Recipe: Ribeye Steaks with Horseradish Sauce

Quick, easy, and oh-so creamy! Serve our horseradish sauce alongside pan-seared ribeye steaks for a truly decadent meal! Fine-dining, at home.

Preparation Time: 10 minutes


  • 1/3 cup sour cream
  • ¼ cup and 2 tablespoons prepared horseradish
  • 2 teaspoons Dijon mustard
  • 1 teaspoon whole grain mustard
  • 1 tablespoon mayonnaise
  • ¾ teaspoon kosher salt
  • ¼ teaspoon ground black pepper
  • ¼ teaspoon sugar


  1. Place all ingredients in a small bowl and mix thoroughly with a whisk.
  2. Refrigerate until ready to use.


Pan searing is a technique that uses high heat to create a nice, uniform, caramelized crust on the surface, while simultaneously containing the juices inside of your meat. It’s generally a quick and efficient method for cooking protein indoors.
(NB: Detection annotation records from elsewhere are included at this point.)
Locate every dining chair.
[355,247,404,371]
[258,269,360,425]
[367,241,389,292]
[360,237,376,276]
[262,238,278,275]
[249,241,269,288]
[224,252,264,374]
  • Canola oil or grapeseed oil
  • Kosher salt or sea salt
  • Stainless steel or cast iron pan (aluminum works as well)
  • Battery operated meat thermometer
  • Stove

When choosing a pan, consider how much protein you will be cooking. If the pan is too crowded, your protein will steam instead of caramelize, so be certain to leave at least two inches between each piece.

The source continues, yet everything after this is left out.